As members of the World Federation of Engineering Organization (WFEO), we recently participated in the Global Engineering Congress, where the global engineering community gathered to discuss engineering solutions to the UN Sustainable Development Goals (SDGs). Many of the critical issues affecting our world such as climate change, dwindling resources and the growth of our cities, can be solved with real technical innovation and the application of STEM skills. However, the great challenge is to inform and inspire our students to address these challenges head-on when they graduate from our institutions. As the global accreditors of over 4,000 post-secondary programs in engineering, engineering technology, computing, and applied and natural science, we are charged with the important task of establishing appropriate standards in these evolving fields. We are in a prime position to affect how students influence the world.

Each year, approximately 100,000 students graduate from ABET-accredited programs. These graduates will be developing and implementing innovative solutions to address the world’s most pressing challenges. And, as the leaders of tomorrow, they have an obligation to make a difference for future generations.

We can’t achieve any of this by ourselves; it takes international collaboration amongst industry, technical and professional societies as well as our growing network of dedicated experts. This year, we welcomed the American Welding Society into our federation and hosted 138 Program Evaluator Candidates (PEVCs) at our Global Learning Center in Baltimore. The PEVCs represented 24 of our member societies and hailed from 11 different countries around the world. We also added 153 new programs and 17 institutions since last year, including the first ABET-accredited programs in Mongolia. Now, almost a quarter of our accredited programs are located outside of the U.S., demonstrating a continued commitment to the values we champion globally.
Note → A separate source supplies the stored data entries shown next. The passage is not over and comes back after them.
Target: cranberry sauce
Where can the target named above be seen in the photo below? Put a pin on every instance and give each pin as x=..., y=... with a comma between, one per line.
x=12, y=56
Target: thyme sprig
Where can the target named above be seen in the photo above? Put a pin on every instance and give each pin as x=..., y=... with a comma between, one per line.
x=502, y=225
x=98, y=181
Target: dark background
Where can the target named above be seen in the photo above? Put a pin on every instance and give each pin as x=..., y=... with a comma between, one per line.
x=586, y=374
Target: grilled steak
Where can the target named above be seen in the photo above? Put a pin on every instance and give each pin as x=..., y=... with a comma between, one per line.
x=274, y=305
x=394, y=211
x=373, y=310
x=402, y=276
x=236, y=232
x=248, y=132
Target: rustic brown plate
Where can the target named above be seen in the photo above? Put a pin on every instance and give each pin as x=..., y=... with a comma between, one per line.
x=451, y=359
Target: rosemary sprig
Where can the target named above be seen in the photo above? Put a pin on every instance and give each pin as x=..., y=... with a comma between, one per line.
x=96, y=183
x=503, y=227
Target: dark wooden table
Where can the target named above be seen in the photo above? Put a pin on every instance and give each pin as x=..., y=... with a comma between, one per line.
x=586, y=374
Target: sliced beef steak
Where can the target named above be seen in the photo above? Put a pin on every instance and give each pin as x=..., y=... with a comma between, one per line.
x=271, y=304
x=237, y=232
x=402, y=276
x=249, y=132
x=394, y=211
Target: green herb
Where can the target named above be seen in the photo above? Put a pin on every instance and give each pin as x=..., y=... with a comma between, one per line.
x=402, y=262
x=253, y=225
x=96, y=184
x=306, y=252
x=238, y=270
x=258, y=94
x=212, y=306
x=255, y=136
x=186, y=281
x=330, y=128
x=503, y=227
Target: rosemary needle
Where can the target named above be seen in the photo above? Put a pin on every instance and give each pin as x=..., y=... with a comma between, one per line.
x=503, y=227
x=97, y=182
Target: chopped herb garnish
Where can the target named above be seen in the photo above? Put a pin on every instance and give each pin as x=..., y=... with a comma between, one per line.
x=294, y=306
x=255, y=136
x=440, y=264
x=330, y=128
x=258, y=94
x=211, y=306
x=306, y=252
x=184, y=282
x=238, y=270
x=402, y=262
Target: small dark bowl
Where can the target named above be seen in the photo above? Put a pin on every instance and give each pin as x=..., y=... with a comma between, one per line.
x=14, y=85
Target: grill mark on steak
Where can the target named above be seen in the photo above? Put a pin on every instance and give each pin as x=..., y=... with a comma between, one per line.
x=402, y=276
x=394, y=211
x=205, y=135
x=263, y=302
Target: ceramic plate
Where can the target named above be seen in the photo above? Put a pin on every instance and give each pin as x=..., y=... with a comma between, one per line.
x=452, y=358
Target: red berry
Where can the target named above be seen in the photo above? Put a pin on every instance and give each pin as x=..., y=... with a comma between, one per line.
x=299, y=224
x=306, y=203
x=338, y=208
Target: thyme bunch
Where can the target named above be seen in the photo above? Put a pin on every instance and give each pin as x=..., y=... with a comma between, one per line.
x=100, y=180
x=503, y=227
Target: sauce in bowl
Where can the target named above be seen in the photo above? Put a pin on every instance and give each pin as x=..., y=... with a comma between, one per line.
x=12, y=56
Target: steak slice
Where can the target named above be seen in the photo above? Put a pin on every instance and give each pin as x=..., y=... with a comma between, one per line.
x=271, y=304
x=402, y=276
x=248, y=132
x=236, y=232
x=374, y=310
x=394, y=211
As the needs of the world and its citizens evolve, so do our disciplines and our criteria. We continue to set our standards high and deliver confidence for all — confidence that we’re ensuring today’s students are prepared to address tomorrow’s challenges. We expanded the scope of disciplines we accredit with the additions of cybersecurity, cyber engineering, environmental science and others. We also updated our engineering criteria to make sure it’s supporting today’s education requirements.

Last month, I attended the WEEF-GEDC Peace Engineering Conference in Albuquerque, New Mexico, where we discussed the importance of a multidisciplinary engineering education in this rapidly evolving world. In order to address the 17 SDGs, we must work together, across sectors, disciplines and borders, to teach future generations to use engineering and technology for the benefit of human development and wellbeing. For example, our partners at Engineers Without Borders incorporate elements of peace engineering into their projects and curriculum requirements. They consider social and cultural aspects as they design sustainable projects that empower communities to meet their basic human needs.

Defining and redefining success in a changing world requires a commitment by students and programs to build a safer, more sustainable world. I’m sure 2019 will come with its own set of challenges, but one thing will remain constant: our commitment to improving STEM education for all students though an accreditation process that assures confidence — for today and tomorrow.